A professor, an educated clown, 'The World's Foremost Authority'

Don’t let the homeless appearance fool you. Despite his unkempt hair, poor fashion, and old age, Mr.

Corey was still performing regularly in his late 90s. His alter ego charade as the “Professor” had been a trademark of his since the 1940s. His daily routines included playing at local clubs and a side gig of street panhandling. His agent Irvin Arthur told the Times: “This is not about money. For Irwin, this is an extension of his performing.”

Kenneth Tynan, an international theater critic, was quoted on Irwin Corey's website describing him as, “a cultural clown, a parody of literacy, a travesty of all that our civilization holds dear and one of the funniest grotesques in America. He is Chaplin’s clown with a college education.” Mr. Corey's performances include appearances on talk shows with Steve Allen, Jack Paar, Johnny Carson, Ed Sullivan, and scripted radio shows.

Irwin's last days and his documented final years

According to a story published by the New York Times in 2011, Mr. Corey continued to be productive in his 90s. He performed regularly, maintained a side income job, and even after he was not able to continue his side job he remained visible and recognizable in the public eye.

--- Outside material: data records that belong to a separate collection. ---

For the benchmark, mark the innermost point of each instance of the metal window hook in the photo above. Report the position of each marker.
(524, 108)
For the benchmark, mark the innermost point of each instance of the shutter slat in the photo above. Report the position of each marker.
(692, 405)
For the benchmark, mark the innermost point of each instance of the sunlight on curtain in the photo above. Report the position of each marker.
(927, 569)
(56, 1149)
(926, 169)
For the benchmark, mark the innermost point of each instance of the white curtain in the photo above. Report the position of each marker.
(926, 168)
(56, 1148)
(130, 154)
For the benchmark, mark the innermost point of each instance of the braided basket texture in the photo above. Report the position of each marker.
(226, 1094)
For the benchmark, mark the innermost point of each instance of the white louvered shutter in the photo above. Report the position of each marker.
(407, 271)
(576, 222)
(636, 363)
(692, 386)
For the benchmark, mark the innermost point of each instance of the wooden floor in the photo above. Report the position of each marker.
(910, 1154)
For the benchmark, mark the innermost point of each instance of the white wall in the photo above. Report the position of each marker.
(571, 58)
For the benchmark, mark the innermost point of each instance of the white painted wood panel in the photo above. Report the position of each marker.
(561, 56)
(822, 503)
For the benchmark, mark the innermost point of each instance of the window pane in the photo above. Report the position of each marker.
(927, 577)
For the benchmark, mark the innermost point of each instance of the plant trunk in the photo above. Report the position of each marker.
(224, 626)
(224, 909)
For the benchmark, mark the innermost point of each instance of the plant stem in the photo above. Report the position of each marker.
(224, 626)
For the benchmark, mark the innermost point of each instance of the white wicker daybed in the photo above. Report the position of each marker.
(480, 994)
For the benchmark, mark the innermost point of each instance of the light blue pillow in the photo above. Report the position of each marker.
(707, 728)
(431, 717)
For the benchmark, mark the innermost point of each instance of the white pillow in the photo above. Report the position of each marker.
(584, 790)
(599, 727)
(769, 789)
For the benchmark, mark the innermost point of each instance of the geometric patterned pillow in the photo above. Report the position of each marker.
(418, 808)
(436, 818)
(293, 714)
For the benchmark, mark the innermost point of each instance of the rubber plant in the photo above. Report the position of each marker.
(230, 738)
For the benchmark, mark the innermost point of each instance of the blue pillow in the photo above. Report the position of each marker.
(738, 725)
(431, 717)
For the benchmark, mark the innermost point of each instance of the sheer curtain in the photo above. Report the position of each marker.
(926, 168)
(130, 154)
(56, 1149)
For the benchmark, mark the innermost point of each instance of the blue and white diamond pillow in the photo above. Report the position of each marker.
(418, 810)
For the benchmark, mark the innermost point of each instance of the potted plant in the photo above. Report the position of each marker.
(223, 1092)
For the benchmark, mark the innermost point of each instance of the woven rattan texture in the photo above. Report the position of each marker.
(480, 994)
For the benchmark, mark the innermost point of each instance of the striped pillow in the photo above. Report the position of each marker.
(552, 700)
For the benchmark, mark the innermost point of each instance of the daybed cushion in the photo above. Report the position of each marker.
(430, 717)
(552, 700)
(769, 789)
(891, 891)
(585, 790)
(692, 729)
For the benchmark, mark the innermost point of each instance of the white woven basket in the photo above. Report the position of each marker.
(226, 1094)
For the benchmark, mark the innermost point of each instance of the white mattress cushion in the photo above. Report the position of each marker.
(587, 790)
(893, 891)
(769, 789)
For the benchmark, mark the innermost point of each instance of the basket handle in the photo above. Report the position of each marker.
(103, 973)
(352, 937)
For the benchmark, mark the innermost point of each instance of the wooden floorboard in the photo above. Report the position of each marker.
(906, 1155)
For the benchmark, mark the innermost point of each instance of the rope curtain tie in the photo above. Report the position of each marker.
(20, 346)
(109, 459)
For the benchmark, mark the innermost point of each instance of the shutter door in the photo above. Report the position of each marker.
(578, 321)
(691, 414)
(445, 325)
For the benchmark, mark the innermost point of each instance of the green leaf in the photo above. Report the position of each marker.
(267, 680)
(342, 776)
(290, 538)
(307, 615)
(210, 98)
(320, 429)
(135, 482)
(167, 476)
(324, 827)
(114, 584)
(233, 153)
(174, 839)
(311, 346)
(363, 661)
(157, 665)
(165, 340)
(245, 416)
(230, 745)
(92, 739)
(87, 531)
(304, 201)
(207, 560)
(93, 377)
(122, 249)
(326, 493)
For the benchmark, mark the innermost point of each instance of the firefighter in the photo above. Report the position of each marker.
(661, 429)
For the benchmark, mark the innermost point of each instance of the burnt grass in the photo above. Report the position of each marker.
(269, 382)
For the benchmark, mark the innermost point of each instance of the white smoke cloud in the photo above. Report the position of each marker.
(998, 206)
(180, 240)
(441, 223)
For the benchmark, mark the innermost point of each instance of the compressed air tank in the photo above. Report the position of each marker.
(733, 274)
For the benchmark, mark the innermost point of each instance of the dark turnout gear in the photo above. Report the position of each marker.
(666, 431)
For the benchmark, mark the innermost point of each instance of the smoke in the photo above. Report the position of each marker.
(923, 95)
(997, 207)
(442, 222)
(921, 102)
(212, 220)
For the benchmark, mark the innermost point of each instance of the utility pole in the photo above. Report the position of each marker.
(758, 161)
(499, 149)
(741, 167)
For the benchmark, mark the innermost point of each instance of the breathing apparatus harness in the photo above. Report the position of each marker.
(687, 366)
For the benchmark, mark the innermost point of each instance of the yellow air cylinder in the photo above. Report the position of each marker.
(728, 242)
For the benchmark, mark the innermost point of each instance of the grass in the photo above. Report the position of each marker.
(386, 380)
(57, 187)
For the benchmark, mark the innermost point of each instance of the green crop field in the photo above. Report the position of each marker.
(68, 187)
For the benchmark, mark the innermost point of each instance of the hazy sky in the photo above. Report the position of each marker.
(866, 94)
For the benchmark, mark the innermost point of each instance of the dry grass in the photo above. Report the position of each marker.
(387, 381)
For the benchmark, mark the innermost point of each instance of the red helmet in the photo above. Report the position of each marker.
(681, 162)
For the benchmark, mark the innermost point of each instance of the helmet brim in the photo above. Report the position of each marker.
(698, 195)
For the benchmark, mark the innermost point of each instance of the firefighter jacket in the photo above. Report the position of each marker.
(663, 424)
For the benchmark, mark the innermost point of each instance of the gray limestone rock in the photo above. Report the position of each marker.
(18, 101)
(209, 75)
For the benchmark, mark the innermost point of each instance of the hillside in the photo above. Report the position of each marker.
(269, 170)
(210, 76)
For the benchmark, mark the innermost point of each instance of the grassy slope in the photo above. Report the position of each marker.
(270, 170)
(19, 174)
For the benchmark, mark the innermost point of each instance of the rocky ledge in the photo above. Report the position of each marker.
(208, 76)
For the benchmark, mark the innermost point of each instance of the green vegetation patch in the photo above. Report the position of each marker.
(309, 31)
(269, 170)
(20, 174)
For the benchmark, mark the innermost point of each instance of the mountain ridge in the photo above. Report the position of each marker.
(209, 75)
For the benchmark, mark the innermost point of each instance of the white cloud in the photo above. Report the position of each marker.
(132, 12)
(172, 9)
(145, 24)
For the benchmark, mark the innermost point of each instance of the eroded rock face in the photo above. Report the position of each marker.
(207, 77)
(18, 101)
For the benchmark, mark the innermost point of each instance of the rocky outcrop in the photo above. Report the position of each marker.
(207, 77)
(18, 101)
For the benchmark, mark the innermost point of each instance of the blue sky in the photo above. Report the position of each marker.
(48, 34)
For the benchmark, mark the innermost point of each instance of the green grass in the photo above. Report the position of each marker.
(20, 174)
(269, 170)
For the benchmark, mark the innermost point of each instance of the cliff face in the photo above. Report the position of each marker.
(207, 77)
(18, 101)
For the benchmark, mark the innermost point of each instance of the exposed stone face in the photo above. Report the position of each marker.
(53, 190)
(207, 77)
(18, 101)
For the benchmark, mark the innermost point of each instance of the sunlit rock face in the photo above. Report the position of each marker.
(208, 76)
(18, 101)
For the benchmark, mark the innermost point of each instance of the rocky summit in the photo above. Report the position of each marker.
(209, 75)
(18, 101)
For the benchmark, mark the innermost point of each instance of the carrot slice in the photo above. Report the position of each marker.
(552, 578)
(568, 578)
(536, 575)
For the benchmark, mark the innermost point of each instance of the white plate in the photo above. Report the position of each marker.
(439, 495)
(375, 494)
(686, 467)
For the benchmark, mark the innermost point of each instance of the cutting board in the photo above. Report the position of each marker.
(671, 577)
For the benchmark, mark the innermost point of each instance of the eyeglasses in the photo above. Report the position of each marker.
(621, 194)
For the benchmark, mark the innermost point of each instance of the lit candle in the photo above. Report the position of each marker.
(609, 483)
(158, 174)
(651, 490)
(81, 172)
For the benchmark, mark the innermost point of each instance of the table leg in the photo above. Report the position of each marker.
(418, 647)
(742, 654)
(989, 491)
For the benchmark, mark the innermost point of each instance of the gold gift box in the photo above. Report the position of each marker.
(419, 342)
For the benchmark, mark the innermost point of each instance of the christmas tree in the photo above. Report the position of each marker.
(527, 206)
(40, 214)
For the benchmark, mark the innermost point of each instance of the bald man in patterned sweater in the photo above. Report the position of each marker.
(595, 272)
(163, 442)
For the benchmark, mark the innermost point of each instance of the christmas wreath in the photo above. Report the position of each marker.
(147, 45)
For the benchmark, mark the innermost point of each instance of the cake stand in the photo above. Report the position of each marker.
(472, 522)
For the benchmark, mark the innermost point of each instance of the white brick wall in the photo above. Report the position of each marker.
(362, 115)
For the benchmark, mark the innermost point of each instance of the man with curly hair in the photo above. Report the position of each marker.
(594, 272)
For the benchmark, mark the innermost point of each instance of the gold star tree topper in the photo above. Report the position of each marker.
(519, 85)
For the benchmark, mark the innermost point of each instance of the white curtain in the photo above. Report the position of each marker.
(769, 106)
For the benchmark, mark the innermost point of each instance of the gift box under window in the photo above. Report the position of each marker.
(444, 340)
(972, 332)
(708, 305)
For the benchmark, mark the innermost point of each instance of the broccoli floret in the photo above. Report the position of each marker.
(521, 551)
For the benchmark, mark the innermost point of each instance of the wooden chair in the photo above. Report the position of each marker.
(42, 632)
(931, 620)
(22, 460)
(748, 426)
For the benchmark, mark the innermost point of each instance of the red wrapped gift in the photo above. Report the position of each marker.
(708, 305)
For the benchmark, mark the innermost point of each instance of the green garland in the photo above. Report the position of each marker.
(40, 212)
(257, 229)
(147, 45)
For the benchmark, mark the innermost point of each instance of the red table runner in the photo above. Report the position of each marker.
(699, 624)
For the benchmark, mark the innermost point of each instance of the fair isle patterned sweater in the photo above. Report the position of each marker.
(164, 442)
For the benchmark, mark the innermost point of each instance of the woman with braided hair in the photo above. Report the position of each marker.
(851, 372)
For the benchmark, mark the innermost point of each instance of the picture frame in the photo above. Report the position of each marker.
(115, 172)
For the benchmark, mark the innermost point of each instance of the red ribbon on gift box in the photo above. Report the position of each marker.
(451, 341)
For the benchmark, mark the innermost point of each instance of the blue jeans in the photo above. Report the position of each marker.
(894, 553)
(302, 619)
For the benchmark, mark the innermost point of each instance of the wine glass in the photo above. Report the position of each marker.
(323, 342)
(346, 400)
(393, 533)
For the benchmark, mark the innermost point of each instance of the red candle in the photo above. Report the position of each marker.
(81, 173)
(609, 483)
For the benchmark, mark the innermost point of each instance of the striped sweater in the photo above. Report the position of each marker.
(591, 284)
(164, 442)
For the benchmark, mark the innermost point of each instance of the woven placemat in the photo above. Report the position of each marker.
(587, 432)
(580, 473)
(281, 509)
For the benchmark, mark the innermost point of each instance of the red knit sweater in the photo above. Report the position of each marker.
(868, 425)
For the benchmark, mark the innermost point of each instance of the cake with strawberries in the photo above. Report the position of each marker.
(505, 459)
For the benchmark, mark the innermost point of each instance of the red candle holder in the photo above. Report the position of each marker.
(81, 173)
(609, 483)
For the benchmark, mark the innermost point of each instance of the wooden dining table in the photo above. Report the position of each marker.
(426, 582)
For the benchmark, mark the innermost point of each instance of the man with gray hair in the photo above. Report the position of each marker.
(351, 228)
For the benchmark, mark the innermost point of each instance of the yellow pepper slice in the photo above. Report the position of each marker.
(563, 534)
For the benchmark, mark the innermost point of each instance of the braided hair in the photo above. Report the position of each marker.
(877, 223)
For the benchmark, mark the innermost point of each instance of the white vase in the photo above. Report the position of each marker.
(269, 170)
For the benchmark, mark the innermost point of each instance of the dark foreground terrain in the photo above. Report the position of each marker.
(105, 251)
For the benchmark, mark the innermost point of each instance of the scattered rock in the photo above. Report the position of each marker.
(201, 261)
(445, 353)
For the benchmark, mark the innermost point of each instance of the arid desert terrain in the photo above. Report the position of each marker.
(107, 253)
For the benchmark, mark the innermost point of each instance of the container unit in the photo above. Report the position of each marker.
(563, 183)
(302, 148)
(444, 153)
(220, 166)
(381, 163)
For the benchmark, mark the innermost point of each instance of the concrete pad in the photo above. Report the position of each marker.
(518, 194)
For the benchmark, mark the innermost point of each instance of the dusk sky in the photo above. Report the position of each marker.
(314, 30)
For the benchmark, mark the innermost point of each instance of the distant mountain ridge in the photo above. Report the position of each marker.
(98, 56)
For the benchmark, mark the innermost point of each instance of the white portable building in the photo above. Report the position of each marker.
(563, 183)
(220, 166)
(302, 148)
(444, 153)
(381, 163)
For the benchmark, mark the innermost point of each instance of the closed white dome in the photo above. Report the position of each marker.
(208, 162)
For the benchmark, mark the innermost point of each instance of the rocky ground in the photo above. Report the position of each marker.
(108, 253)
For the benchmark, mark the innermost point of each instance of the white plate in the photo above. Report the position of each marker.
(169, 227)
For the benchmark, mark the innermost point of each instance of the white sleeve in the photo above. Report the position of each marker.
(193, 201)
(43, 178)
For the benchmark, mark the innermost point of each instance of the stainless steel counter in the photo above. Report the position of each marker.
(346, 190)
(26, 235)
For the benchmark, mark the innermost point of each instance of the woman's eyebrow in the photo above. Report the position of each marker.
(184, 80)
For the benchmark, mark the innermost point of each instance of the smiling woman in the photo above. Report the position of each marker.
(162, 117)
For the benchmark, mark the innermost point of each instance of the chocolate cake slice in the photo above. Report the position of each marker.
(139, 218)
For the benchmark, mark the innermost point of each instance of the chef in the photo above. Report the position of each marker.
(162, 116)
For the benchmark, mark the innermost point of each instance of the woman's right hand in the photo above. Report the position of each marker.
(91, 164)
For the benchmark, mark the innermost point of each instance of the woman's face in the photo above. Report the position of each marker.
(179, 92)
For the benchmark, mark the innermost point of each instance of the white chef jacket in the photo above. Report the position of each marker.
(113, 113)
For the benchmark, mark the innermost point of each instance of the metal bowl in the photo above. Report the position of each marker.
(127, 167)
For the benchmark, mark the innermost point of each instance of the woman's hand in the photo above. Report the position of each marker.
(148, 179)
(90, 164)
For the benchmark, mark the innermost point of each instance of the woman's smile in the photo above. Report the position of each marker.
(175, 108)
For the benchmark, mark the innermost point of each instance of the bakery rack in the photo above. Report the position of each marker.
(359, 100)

A documentary featuring him and his wife “Irwin & Fran” was launched in 2014, as Irwin turned 100 years old.

The biography section of Irwin Corey's website includes the following line: “He is proud of the fact that he and his five brothers and sisters are alumni of the Brooklyn Hebrew Orphan Asylum, and that he is the former 112-pound boxing champion of the Civilian Conservation Corps.” His documentary won The People’s Film Festival Best Film Award in 2013.